The data just described are consistent with Chase and Morales’s [46] view that REMs do not reflect the “directed visualization of the dream experience” (p. 1198). Additional support for this perspective comes from studies of cortical electroencephalogram (EEG) activity in relation to wake-related eye movements (i.e., saccades) and REMs in human adults [47,48]. For example, in recordings from parieto-occipital cortex [47], wake-related saccades were immediately preceded by a so-called readiness potential (“presaccadic negativity”). In contrast, no such potential was observed immediately preceding REMs, suggesting that REMs are not generated in response to activity in visual cortex. Moreover, EEG activity changed in the period immediately after saccades or REMs (although in a different location within parieto-occipital cortex), indicative of post-eye-movement sensory processing. Similar post-REM increases in activity were observed using intracranial electroencephalography in the medial temporal lobe, an area associated with visual processing [49]. The parallels between increased post-REM cortical activity in human adults and increased post-twitch cortical activity in infant rats (see Figure 3C) are intriguing and deserve more attention.

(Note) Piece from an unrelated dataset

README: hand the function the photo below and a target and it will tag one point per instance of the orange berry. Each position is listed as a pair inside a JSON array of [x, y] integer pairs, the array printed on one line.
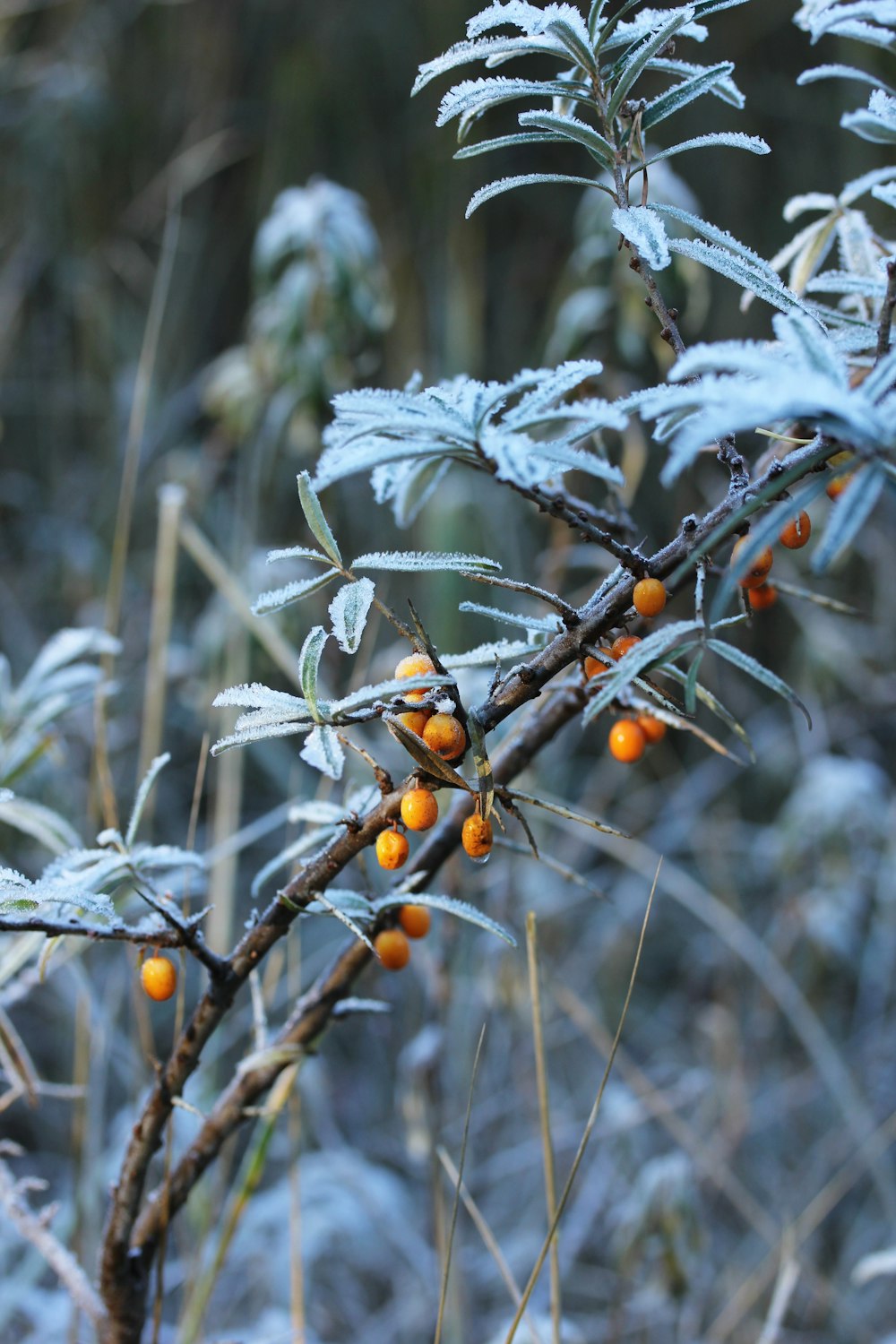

Twitches as contributors to sensorimotor development
Although there has long been interest in the possible functional significance of twitches (see [50,51]), it seems that interest in their function was diminished by the persistent view that they are mere by-products of dreams. However, given that limbs twitches are generated within the brainstem (not motor cortex), that they are produced abundantly (especially in early development), and that they effectively activate neural circuits throughout the brain [52], old questions about the relations between dreams and twitching give way to new ones about why infants twitch more than adults and what twitching specifically affords the developing nervous system.
It was not until 2004 that twitching was first clearly implicated in the development of spinal [53] and cortical [54] circuits. Subsequent research has revealed the extent to which reafference from twitching limbs triggers activity throughout the brain (e.g., [25,33,55–57]), thereby expanding the range of opportunities for twitching to affect the development and refinement of neural circuits. Moreover, high-speed videographic analyses of twitching in developing rats and mice have demonstrated age-related changes in the spatiotemporal structure of twitching and the contributions of sensory experience [58,59].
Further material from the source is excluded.